Млад отшагнул назад — путы, связывающие его, рассеялись. Два духа сплелись в клубок, и белый туман разлетался в стороны, словно поднятая с земли пыль вокруг драки. Нечего было и думать о том, чтоб прийти на помощь прародителю — Млад чувствовал себя жалким и беспомощным, осознавая свою смертность — свою уязвимость. Огненный дух сражался молча и сосредоточенно, словно и в драке хранил гордость и отстраненность
— Прыгай! — крикнул Рысь, — прыгай вниз, потомок! Не жди! Ты упадешь!
Здравый смысл пересилил звериный порыв, и Млад плавно скользнул вниз — словно с ледяной горы. Только злоба хищника никуда не исчезла — шерсть дыбилась на загривке, и глаза метали молнии по сторонам.

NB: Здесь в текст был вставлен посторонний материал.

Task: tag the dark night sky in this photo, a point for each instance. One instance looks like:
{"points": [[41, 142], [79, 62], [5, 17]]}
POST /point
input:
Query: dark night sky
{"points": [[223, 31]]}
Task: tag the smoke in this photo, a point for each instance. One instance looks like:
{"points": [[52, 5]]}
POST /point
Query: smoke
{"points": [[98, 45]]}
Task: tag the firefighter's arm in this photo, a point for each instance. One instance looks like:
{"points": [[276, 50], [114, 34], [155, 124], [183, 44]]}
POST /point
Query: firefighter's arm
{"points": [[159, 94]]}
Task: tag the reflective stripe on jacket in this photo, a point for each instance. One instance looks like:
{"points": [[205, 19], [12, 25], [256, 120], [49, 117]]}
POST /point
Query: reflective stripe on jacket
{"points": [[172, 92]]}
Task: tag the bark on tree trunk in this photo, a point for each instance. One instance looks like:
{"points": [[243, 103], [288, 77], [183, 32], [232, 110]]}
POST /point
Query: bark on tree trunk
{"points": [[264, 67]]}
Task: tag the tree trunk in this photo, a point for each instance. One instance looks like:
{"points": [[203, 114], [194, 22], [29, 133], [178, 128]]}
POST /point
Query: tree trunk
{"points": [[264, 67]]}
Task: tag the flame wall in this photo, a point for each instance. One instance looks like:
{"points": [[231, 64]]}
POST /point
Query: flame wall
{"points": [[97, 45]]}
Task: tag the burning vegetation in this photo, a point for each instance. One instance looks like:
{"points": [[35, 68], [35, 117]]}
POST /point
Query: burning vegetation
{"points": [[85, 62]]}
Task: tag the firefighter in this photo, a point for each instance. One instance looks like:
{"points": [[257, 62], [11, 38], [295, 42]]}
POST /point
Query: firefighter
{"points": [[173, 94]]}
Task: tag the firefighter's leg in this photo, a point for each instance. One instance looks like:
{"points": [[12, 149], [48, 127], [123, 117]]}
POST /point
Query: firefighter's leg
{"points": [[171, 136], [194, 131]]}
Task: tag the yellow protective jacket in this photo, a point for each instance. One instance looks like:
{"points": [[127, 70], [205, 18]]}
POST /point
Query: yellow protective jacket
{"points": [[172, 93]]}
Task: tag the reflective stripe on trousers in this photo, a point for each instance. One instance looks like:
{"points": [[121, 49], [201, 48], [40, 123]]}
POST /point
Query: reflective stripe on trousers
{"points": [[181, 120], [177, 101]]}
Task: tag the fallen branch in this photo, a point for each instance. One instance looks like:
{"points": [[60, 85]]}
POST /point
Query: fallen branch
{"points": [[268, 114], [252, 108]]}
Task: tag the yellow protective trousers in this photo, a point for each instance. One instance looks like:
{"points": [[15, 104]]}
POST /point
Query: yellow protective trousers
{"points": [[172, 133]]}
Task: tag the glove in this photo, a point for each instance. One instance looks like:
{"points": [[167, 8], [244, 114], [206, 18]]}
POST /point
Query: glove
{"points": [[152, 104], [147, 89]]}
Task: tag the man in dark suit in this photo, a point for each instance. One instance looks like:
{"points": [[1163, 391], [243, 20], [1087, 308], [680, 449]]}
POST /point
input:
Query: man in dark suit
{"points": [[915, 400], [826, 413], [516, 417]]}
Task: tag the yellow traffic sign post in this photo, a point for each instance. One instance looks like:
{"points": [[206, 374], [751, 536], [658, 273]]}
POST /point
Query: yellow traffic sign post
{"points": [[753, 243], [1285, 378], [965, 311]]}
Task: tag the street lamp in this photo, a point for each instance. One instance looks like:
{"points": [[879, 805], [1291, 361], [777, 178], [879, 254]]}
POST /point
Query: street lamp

Он спрыгнул в снег, лишь немного ушибив ноги — словно ледяная горка, по которой он катился, закончилась крутым откосом.
Пламя дрожало у самой земли — Родомил разметал костер широким полукругом, создав преграду между нападавшими и Младом, но высоким огнем дрова горели не больше минуты. Сам Родомил стоял спиной к полосе огня, и сражался, не отступив ни на шаг. Нападавших было пятеро, и только боги знали, как один человек с двумя ножами в руках мог сдержать их натиск. Ветер заглушал звуки, ветер плясал вокруг схватки, как любопытный мальчишка, восхищенный дракой взрослых. Кровь капала на снег, кровь капала в огонь и шипела на светящихся углях — ветер подхватывал отвратительный запах и тут же уносил прочь. Не иначе, сам Перун, принимая в жертву капли крови, помогал Родомилу держать оборону.
Сила зверя, на несколько минут подаренная прародителем, кипела в горле: утробный вой сам собой вырвался из глотки, лапы выпустили из мягких подушечек острые когти — Млад чувствовал себя рысью и был рысью.
Ножи Родомила вычерчивали в воздухе быстрые и четкие линии, но огонь перестал ему помогать, его обходили с обеих сторон, когда Млад, подобно дикому коту, кинулся в самую гущу боя, перемахнув через полосу огня — он не чувствовал себя безоружным. Его прыжок свалил с ног одного из нападавших, они прокатились по снегу кувырком, и Млад почувствовал чужую кровь во рту. И если еще пару часов назад это бы его ужаснуло, то теперь вкус и запах дымящейся на морозе крови одурманил его, ударил в голову новым приливом ярости. Противник отяжелел, ослаб, Млад оставил его и на этот раз выбрал противника посерьезней. Но тот словно почувствовал нападение, оглянулся и встретился с Младом глазами: Млад не сомневался, что это будет Градята, но вместо него увидел другого чужака — смуглого и темноглазого, того, который перед вечем узнал в нем шамана.
И тут же невидимый щит стеной встал между ним и нападавшими. Родомил качнулся вперед, руки его опустились, а из одной из них в снег выпал нож.
— Задержи хоть одного… — хрипло сказал он и медленно опустился на колени, — хоть одного…
Усталость навалилась на плечи многопудовой тяжестью, словно камнем прижимая Млада к земле. Сила, подаренная прародителем, иссякла. Он никогда не дрался сразу после подъема, напротив, ему нужно было хотя бы полчаса, а то и пара часов, чтоб прийти в себя, отдышаться, отпиться сладким отваром, возвращающим силу, отлежаться и согреться. Млад шагнул вслед за отступающим противником, но натолкнулся на вязкую стену, которую, как ни старался, не смог преодолеть. Только теперь он заметил, что идет по снегу босиком — ноги сводило от мороза.
Почему они отступили? Сейчас и его, и Родомила можно брать голыми руками… Двое из нападавших подхватили за руки своего товарища, лежащего в снегу — убитого? раненого? — и поволокли вглубь леса, взвалив себе на плечи.
Родомил рухнул лицом в снег, вывернув в сторону руку с ножом. Млад оглянулся на звук падающего тела и увидел две тени, быстро приближающиеся со стороны университета к остаткам разбросанного костра. Нетрудно было узнать обоих шаманят — высокого, грузного Добробоя с топором в руке и поджарого, крепкого Ширяя.